While in high school, Covert said she had the lead in several musical productions.

“Theater was always a part of my life,” she said. “When I went to school, I started to work with kids at the University of Pittsburgh child care center. I started doing a lot of work with kids.”

Eventually, Covert received a master’s degree in education from Duquesne University. She began working as a teaching artist.

“A teaching artist goes to the classroom and uses their art form to show teachers how they can use the arts to teach their regular curriculum,” Covert explained. “I have used movement to teach engineering.”

She worked in that capacity for about 16 years, serving with numerous Pittsburgh-area organizations.

“When my son was diagnosed with autism, I started shifting to get to know him better,” Covert said.

Her son, Jack, is now 10 years old and a student in the Warrior Run School District.

Covert, her husband Robert Bieber and Jack now live in McEwensville.

Following her son’s diagnosis as autistic, Covert started working in special education.

After learning of a New York City production company which provides sensory-friendly programs to students with autism, Covert realized such an endeavor would perfectly align with her background.

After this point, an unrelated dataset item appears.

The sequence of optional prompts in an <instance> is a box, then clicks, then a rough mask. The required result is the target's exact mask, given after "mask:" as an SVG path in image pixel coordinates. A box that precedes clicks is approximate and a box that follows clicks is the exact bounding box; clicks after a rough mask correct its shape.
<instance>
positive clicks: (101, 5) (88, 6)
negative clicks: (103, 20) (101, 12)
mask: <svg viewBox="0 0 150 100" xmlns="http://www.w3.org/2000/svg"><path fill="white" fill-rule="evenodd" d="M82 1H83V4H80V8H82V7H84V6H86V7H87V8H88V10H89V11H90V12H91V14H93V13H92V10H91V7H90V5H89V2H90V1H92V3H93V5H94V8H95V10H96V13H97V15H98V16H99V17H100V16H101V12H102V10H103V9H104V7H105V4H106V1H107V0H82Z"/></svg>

She teamed with Stephen Santa to form the Pittsburgh-based Jumping Jack Theater.

The theater company is named after Covert’s son.

“When working out a company name, Stephen wanted it to honor Jack and our journey raising him,” she said. “The kid is always bouncing around the house... It was the prefect fit, playful, sensory rich and engaging, just like we wanted our productions to be.”

Between October through March, Covert completed a 20-day artist in residency program in the Warrior Run School District, working with special education students.

The residency was administered by the Perry County Council on the Arts, an education partner with the Pennsylvania Council on the Arts.

Covert said she worked with students in areas including music and rhyme, improvisation, role playing and puppetry. Her theater company will present a program for Warrior Run’s special education students on May 31.

“Our shows are very intimate,” she said. “They’re designed for kids with disabilities. We limit our audience to about 25, 30... The actors interact with the students.”

The production which will be presented for the Warrior Run students, titled “Cityscape,” was created by Jumping Jack Theater.

“It was important, in every show we do, to have a character that can relate to our audience,” Covert said. “The main character (in ‘Cityscape’) is non-verbal.”

Warrior Run will be the 11th school district where “Cityscape” will be performed, and the first outside of Western, Pennsylvania.

Most recently, the show was performed at the EQT Children’s Theater Festival in Pittsburgh, which includes performances from theater companies from around the world.

She enjoys working with students in the classroom, and then having her theater company bring a production to the school that the students can enjoy.

“It’s magical, it’s so cool because we are setting the stage in the classroom for them to get the most out of the show that they can,” Covert said.

When she sees students at a production, she notices a look of recognition in their eyes as they enjoy the show.

“Parents like myself couldn’t normally take their children to a theater production,” Covert said. “It’s nice to see parents... and teachers... enjoying the show with the children.”

To date, Jumping Jack Theater has developed two shows through the Pittsburgh Cultural Trust.

“One of them was a regular theater production, a bigger show,” Covert said. “The other is our touring show, which is coming to Warrior Run.”

She describes the theater company as being “grass roots.”

“The cast is three actresses, for (‘Cityscape’),” Covert said. “We work out of our home... We have (other) full-time jobs... We are trying to grow (Jumping Jack Theater). We love what we do.”